Some say her introversion hampers her game but it can equally be said that Rus won’t let anything that happens off court influence what happens on court. And while the player might keep her emotions to herself, her game is positively entertaining. A huge serve and commanding forehand make for enjoyable viewing. Weaker points may be her footwork and lack of variation but both are skills that can be learned.
In short: both Bertens – with her whopping groundstrokes – and Rus have the tools to upset a big player from a bigger tennis country than the Netherlands.
It led the usually realistic captain Haarhuis to show some careful optimism: "We’re now back in the World Group II. This is more than the [Dutch tennis association’s] board and I hoped for, to be honest, when they asked me to become team captain. But if Kiki and Aran[txa] become more steady in their performances every country will actually find us hard to beat."

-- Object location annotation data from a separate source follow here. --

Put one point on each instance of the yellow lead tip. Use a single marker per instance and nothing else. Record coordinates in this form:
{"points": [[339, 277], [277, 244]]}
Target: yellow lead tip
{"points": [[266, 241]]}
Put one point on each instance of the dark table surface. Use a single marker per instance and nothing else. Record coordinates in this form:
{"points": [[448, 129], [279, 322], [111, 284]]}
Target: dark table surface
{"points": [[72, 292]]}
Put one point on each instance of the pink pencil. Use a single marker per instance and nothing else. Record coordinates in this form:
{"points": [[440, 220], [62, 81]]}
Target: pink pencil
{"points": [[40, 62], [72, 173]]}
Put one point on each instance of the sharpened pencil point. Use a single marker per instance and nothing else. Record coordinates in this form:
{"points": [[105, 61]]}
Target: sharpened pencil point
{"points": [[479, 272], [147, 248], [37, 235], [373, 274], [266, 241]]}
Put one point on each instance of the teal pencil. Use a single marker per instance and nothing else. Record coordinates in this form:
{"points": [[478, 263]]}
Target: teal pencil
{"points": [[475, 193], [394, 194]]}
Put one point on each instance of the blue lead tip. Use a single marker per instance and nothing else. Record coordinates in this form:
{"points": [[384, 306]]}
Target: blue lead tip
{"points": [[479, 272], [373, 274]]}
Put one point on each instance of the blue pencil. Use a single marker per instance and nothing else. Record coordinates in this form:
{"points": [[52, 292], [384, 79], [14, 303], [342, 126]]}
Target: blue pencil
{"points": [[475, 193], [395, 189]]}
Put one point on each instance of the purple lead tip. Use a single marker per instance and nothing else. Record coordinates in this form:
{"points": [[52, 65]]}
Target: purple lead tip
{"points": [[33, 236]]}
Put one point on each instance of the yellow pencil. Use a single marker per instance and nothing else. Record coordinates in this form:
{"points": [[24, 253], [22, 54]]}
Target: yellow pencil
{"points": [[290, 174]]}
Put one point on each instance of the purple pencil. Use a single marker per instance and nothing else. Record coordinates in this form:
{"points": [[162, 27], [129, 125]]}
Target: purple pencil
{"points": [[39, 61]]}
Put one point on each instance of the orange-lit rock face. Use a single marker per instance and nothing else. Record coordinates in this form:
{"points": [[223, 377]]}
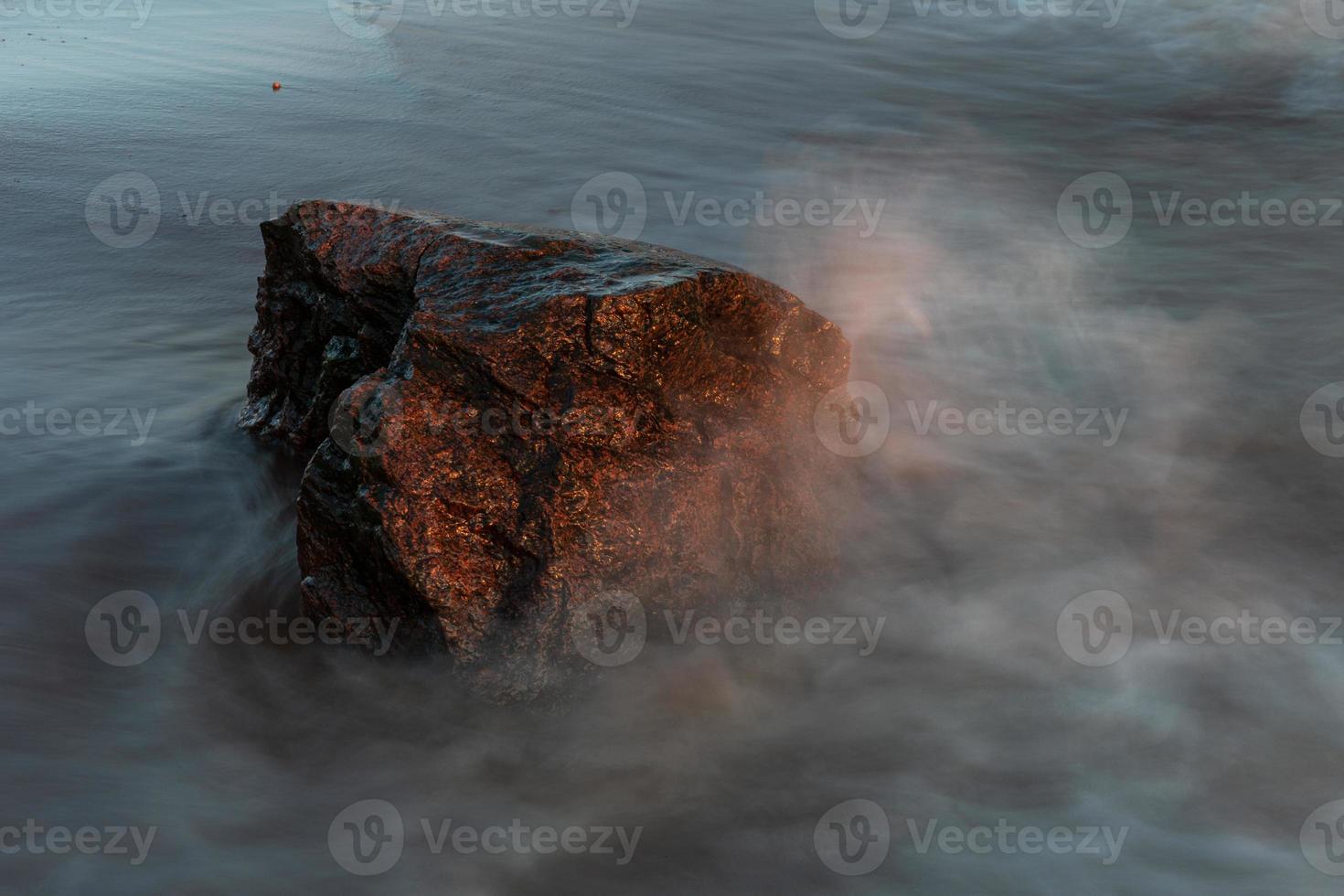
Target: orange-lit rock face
{"points": [[537, 418]]}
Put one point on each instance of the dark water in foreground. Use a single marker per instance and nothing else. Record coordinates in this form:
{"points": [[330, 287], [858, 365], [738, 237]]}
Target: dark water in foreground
{"points": [[968, 293]]}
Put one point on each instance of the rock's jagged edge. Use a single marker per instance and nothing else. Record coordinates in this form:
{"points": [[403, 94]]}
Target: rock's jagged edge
{"points": [[705, 486]]}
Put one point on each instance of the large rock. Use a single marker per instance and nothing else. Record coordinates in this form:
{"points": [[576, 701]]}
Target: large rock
{"points": [[531, 421]]}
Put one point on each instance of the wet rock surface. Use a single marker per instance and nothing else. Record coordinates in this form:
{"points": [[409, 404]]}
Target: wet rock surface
{"points": [[509, 425]]}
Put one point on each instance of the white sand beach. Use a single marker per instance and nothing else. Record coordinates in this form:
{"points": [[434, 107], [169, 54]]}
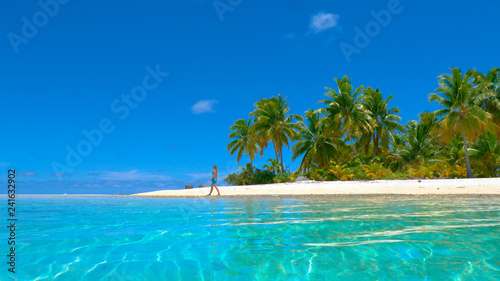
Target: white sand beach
{"points": [[489, 186]]}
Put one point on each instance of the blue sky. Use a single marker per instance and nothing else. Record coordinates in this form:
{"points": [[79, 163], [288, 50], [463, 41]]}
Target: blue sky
{"points": [[162, 81]]}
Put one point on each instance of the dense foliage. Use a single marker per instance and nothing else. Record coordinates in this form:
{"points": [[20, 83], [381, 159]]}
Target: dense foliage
{"points": [[357, 134]]}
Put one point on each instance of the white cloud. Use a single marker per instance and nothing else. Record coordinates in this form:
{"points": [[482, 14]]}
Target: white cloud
{"points": [[133, 175], [323, 21], [203, 175], [204, 106]]}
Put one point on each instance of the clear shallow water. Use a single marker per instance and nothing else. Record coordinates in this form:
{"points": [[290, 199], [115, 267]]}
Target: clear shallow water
{"points": [[115, 238]]}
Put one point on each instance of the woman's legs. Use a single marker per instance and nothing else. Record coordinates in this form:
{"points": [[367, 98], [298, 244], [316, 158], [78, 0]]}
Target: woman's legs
{"points": [[212, 188]]}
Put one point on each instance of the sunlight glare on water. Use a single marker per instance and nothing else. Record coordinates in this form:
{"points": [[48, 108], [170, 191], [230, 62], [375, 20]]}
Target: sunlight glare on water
{"points": [[119, 238]]}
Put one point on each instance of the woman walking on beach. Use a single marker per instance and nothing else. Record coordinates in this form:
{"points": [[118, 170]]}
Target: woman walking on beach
{"points": [[214, 181]]}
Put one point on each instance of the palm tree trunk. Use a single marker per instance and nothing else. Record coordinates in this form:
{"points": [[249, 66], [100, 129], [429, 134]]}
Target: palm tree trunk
{"points": [[281, 156], [352, 144], [467, 163], [276, 152]]}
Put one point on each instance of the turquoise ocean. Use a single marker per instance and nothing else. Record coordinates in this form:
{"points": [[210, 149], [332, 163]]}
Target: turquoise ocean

For the Japanese, it’s now back to Asia/Oceania Zone Group I. After a somewhat disappointing loss against Argentina, captain Yuka Kaneko could live with this weekend’s defeat against the Dutch.
Yes, her players were higher-ranked than the Dutch. Yes, Kurumi Nara could have taken the third rubber against Kiki Bertens – it was a close game, after all. And yes, Misaki Doi had a chance to go up 3-0 up in the first set against Rus, which might have set her on course to level the tie.
But then again, Rus simply outplayed the obviously talented but somewhat inconsistent Doi for the rest of the match. And overall, there hadn’t been any truly bad performances, bad choices, or missed chances for Kaneko to rue. The result might have disappointed, but the process hadn’t.
"If we keep going like this, I’m happy enough," Kaneko said softly, with the Dutch VIP guests’ party music thumping in the background.